Un senese, nei giorni della Festa, è una creatura emotivamente instabile. E una madre senese… peggio
Un senese, nei giorni del Palio, è una creatura emotivamente instabile e una madre senese… peggio. Un misto tra un’ansia che non passa, un istinto che non sbaglia e una calma che fingi benissimo ma non hai. Ogni volta che un figlio esce di casa è come se partisse per la guerra.

Un rosario laico fatto di imperativi affannati: “Stai attento”. “Non bere troppo”. “Non stare in mezzo”. “Se partono i cazzotti, occhio”. “Se c’è confusione, non fare l’eroe”. “Se cadi, alzati piano”. “Se ti perdi, chiamami”. “Se vinci…non esagerare”. “Se perdi… torna lo stesso”. “Porta il golf”. “Prendi il giacchetto”. Anche se ci sono 38 gradi. E infine, la più assurda di tutte: “Vai piano”. Anche se va a piedi in contrada. Come se ci fosse un modo per andare piano, a Siena, nei giorni del Palio, come se fosse colpa della velocità, come se uscisse in macchina e non con il cuore.
Lo immagini dietro un cespuglio, in coma etilico. In mezzo ai cazzotti, steso per terra con la faccia sporca. Pensi che possa sentirsi male in Piazza, sotto il sole, tra la folla, mentre tutti urlano e nessuno si accorge di lui oppure che arrivi un extraterrestre e lo porti via. Invece, scena due, lo vedi seduto su uno scalino, con la maglietta sudata, a parlare con uno più grande, che gli offre una birra e, peggio, una verità sbagliata. O ancora: a un tavolo, sotto un palco, in mezzo a mille, col fazzoletto in testa e l’incoscienza in mano, che canta, che ride, che non ha idea di quanto ti batta il cuore, da ore anche se è nel palco accanto al tuo. E poi succede.

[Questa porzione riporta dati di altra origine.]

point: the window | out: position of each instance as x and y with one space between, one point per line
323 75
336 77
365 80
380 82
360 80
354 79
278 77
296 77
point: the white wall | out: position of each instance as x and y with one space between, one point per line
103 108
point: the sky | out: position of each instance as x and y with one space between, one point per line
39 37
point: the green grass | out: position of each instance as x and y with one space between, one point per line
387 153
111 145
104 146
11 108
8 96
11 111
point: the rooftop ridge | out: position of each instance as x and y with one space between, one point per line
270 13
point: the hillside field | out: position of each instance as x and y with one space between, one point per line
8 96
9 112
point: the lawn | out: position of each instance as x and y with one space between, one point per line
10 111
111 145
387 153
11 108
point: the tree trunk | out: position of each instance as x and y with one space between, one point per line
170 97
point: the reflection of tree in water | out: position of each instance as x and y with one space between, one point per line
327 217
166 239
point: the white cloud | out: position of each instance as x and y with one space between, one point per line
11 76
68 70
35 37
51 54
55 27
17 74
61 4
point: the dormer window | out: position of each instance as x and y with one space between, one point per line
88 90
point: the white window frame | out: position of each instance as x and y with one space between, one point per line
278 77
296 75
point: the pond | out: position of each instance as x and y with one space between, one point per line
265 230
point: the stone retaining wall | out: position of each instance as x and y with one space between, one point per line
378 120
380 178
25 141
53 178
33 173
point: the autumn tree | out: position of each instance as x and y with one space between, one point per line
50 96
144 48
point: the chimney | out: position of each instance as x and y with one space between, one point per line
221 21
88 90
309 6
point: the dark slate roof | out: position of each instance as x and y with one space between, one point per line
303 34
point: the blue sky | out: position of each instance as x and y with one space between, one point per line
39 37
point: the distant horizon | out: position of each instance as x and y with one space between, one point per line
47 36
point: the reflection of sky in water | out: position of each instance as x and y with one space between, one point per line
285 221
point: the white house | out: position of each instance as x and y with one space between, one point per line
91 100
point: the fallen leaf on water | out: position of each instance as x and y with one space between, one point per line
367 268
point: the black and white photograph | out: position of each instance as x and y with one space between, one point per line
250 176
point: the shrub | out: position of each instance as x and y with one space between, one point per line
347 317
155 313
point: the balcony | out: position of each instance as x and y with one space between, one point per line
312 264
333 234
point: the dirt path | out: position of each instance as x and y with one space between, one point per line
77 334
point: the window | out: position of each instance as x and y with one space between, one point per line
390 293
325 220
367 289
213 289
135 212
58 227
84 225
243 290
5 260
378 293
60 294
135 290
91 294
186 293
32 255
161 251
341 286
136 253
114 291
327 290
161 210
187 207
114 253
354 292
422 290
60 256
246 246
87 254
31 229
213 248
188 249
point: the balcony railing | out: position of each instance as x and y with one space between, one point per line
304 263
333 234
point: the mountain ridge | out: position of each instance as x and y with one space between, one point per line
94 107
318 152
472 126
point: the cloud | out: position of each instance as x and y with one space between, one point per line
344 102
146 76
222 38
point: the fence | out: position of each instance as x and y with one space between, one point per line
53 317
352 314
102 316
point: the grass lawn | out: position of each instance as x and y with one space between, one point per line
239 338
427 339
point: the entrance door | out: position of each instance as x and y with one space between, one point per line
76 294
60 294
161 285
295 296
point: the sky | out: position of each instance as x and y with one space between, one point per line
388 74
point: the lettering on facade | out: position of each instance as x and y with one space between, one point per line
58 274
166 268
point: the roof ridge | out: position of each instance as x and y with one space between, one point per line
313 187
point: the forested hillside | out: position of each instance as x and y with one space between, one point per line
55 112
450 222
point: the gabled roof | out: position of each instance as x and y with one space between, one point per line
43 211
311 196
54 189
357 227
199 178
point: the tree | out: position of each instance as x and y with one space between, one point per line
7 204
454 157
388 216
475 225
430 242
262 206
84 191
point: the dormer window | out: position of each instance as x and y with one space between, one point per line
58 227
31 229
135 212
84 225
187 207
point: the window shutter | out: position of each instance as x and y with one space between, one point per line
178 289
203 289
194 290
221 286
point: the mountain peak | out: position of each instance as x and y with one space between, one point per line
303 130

Il momento che aspetti da un anno: il cavallo assegnato, la mossa giusta quel secondo sospeso in cui la Piazza trattiene il fiato e tu, che fino a un attimo prima pensavi solo a tuo figlio, non pensi più a niente. Nemmeno a lui. Perché a Siena il Palio ti prende tutta. E, per qualche istante, non sei una madre, sei solo una contradaiola con gli occhi pieni e il cuore che scoppia. E forse sì, è proprio in quel momento che rischi di fare peggio di lui, di urlare di più, di spingere di più, di perdere la testa davvero. E non lo fai per dimenticare tuo figlio, lo fai perché sei come lui, perché il Palio vi ha presi insieme. E in quel momento lì non c’è ruolo, non c’è età, non c’è distanza. C’è solo il battito. Lo stesso. E quando poi lo rivedi sudato, stravolto, con la voce roca e gli occhi pieni non gli chiedi se è stato attento. Gli chiedi se c’era. Se l’ha sentito. Se l’ha vissuto tutto. Perché a Siena funziona così. Prima li proteggi. Poi li lanci. E alla fine li cerchi. Ma solo per sapere che hanno corso davvero. Anche senza cavallo.
Claudia Boschi (madre, contradaiola. Nell’ordine che capita.)